(680a) Treating Periodontal Disease through Recruitment of Regulatory Lymphocytes | AIChE

(680a) Treating Periodontal Disease through Recruitment of Regulatory Lymphocytes


Glowacki, A. J. - Presenter, University of Pittsburgh
Jhunjhunwala, S. - Presenter, University of Pittsburgh
Garlet, G. P. - Presenter, University of Sao Paulo (FOB/USP)
Sfeir, C. - Presenter, University of Pittsburgh
Little, S. R. - Presenter, University of Pittsburgh, ChroKnow Solutions (r)

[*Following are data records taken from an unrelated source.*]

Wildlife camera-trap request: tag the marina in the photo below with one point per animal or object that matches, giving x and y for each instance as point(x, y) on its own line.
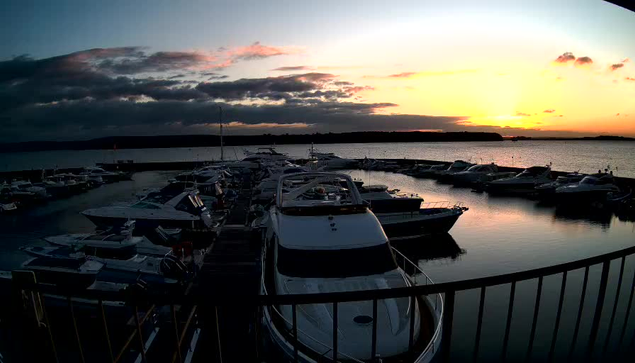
point(223, 301)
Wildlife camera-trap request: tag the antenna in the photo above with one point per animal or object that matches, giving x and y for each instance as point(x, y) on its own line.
point(220, 122)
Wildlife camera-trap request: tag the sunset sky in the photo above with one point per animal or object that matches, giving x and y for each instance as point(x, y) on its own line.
point(82, 69)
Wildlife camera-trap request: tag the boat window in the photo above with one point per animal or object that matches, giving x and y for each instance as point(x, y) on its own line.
point(336, 263)
point(186, 205)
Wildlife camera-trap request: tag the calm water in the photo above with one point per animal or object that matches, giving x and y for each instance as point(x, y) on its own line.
point(497, 235)
point(586, 156)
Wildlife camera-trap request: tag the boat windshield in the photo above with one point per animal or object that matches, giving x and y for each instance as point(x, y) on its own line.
point(339, 263)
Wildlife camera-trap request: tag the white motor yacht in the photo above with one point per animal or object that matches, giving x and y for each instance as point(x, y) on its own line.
point(525, 182)
point(590, 188)
point(319, 242)
point(474, 174)
point(184, 210)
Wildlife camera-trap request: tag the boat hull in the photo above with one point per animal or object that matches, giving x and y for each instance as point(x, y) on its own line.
point(412, 225)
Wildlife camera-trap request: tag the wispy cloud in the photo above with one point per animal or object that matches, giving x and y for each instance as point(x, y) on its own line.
point(293, 68)
point(410, 75)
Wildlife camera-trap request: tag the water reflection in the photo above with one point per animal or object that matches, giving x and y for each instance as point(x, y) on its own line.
point(430, 248)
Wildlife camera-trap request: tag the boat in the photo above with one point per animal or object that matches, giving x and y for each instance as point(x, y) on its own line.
point(548, 189)
point(474, 174)
point(69, 273)
point(433, 218)
point(99, 175)
point(381, 200)
point(311, 241)
point(447, 175)
point(184, 210)
point(330, 161)
point(114, 242)
point(525, 182)
point(592, 188)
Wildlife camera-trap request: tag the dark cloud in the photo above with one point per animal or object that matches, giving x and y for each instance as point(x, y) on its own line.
point(292, 68)
point(565, 58)
point(583, 61)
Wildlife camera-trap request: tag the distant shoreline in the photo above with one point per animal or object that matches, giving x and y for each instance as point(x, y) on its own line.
point(180, 141)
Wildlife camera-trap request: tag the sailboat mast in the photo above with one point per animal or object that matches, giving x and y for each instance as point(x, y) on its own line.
point(220, 122)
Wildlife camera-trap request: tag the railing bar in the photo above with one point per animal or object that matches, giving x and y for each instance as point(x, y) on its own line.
point(598, 308)
point(48, 327)
point(479, 323)
point(413, 309)
point(628, 311)
point(447, 325)
point(133, 335)
point(177, 338)
point(510, 311)
point(580, 309)
point(532, 335)
point(617, 299)
point(79, 343)
point(335, 331)
point(554, 338)
point(373, 350)
point(295, 332)
point(141, 344)
point(105, 323)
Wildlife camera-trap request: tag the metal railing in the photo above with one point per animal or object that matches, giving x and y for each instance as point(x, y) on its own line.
point(604, 315)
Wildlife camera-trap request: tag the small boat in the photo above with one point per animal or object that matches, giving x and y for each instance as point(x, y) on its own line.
point(310, 244)
point(548, 189)
point(115, 241)
point(525, 182)
point(381, 200)
point(184, 210)
point(69, 273)
point(433, 218)
point(474, 174)
point(592, 188)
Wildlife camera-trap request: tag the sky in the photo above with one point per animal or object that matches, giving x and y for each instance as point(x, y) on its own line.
point(82, 69)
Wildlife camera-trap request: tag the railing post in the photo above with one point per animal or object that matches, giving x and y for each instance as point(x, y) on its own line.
point(598, 309)
point(510, 311)
point(447, 324)
point(373, 350)
point(105, 323)
point(617, 299)
point(558, 314)
point(141, 342)
point(580, 307)
point(79, 343)
point(532, 335)
point(295, 331)
point(335, 331)
point(479, 324)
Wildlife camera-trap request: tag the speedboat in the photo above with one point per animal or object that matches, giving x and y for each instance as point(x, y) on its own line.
point(548, 189)
point(330, 161)
point(381, 200)
point(115, 241)
point(71, 273)
point(474, 174)
point(447, 175)
point(99, 175)
point(26, 191)
point(433, 218)
point(320, 242)
point(591, 188)
point(184, 210)
point(525, 182)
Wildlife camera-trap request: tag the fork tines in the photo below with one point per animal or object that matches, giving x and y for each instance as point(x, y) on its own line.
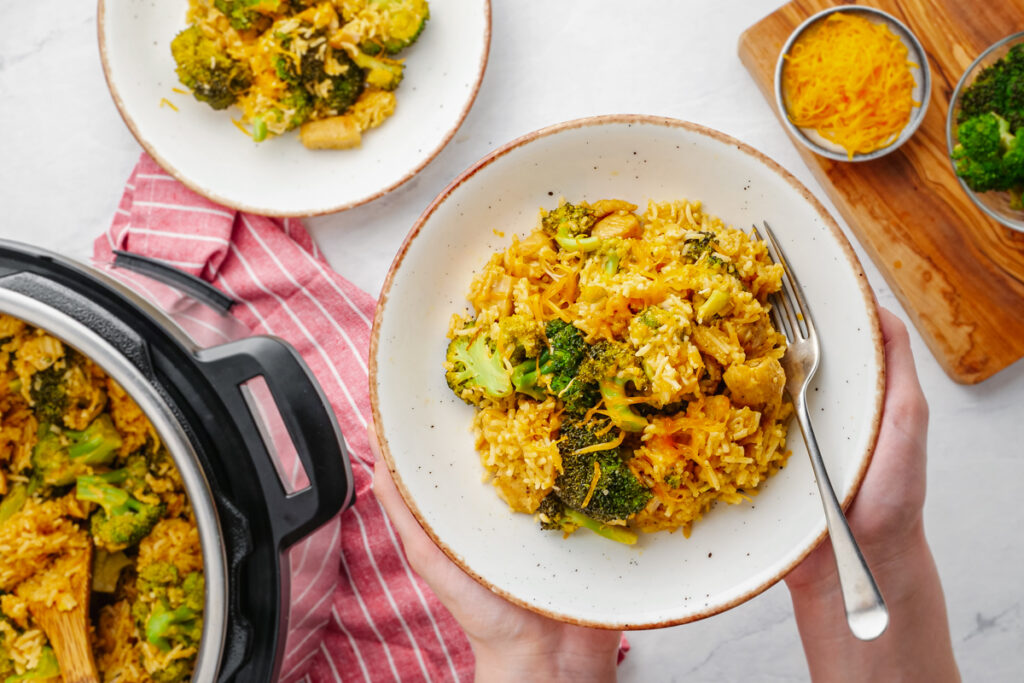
point(790, 312)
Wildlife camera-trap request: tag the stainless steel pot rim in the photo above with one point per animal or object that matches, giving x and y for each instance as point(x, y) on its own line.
point(173, 436)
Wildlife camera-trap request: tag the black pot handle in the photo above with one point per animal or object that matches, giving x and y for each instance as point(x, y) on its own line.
point(311, 426)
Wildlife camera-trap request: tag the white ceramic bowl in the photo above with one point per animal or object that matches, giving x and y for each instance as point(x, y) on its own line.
point(205, 151)
point(922, 85)
point(735, 551)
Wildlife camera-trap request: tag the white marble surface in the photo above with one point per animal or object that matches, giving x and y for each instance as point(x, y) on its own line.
point(62, 167)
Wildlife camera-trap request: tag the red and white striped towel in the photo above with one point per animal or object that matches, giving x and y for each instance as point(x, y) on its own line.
point(380, 622)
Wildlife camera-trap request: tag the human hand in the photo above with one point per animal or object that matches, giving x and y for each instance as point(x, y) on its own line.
point(509, 642)
point(887, 520)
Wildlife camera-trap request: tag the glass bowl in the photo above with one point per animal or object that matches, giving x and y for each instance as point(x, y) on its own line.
point(994, 204)
point(922, 85)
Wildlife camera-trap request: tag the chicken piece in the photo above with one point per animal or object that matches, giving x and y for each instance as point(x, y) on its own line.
point(602, 208)
point(620, 224)
point(757, 383)
point(338, 132)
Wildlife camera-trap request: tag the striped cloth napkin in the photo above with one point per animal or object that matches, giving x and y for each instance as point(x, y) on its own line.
point(359, 612)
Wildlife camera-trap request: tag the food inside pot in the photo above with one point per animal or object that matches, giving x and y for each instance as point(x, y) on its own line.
point(87, 491)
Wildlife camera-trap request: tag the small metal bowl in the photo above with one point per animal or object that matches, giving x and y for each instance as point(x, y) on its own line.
point(994, 204)
point(922, 87)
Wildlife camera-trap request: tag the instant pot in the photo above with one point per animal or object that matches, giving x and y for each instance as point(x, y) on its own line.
point(228, 407)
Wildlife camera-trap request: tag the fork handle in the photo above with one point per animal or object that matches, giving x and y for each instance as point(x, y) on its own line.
point(865, 609)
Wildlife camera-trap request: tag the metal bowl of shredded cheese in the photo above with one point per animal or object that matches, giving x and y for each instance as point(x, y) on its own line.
point(852, 83)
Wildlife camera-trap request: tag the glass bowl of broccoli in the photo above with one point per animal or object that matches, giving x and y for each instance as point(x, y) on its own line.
point(985, 131)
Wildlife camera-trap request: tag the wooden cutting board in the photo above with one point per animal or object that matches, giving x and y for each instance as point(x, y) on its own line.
point(958, 273)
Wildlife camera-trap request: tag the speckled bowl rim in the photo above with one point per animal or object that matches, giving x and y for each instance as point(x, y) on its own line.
point(869, 303)
point(1007, 221)
point(264, 211)
point(915, 117)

Periodontal disease is characterized by destructive inflammation of the periodontium (gingival tissue, alveolar bone and periodontal ligament) and is considered the most pressing oral health concern today, affecting over 78 million Americans. Several invasive bacteria species are thought to trigger the inflammatory immune reaction that is responsible for both soft and hard tissue destruction. Current periodontal disease therapies focus on the elimination of these invasive bacteria through surgical procedures known as scaling and root planing, and in severe cases the use of local antibiotics. These therapies are costly and patients often undergo multiple treatments as a result of reoccurring periodontal lesions. Recent literature indicates that though bacteria insult initiates the disease, symptoms are perpetuated by an imbalanced immune response. Furthermore, recent data suggests that periodontal disease severity can be characterized by the presence or absence of a subset of lymphocytes that mediate immunological tolerance and homeostasis. We hypothesize that recruiting regulatory lymphocytes into periodontal lesions may not only decrease the symptoms of the disease, but also restore immunological homeostasis and promote regeneration. To this end, we have engineered poly(lactic-co-glycolic acid) (PLGA) controlled release microparticles using a double emulsion procedure to encapsulate and sustain a biological gradient of regulatory lymphocyte chemokine (CCL-22). In a murine model of periodontitis, we observed recruitment of regulatory T cells and amelioration of disease symptoms upon treatment with our microparticle formulation. These results support our hypothesis and suggest treating the underlying immune dysfunction may lead to more efficacious, long lasting and cost effective solutions for periodontal disease.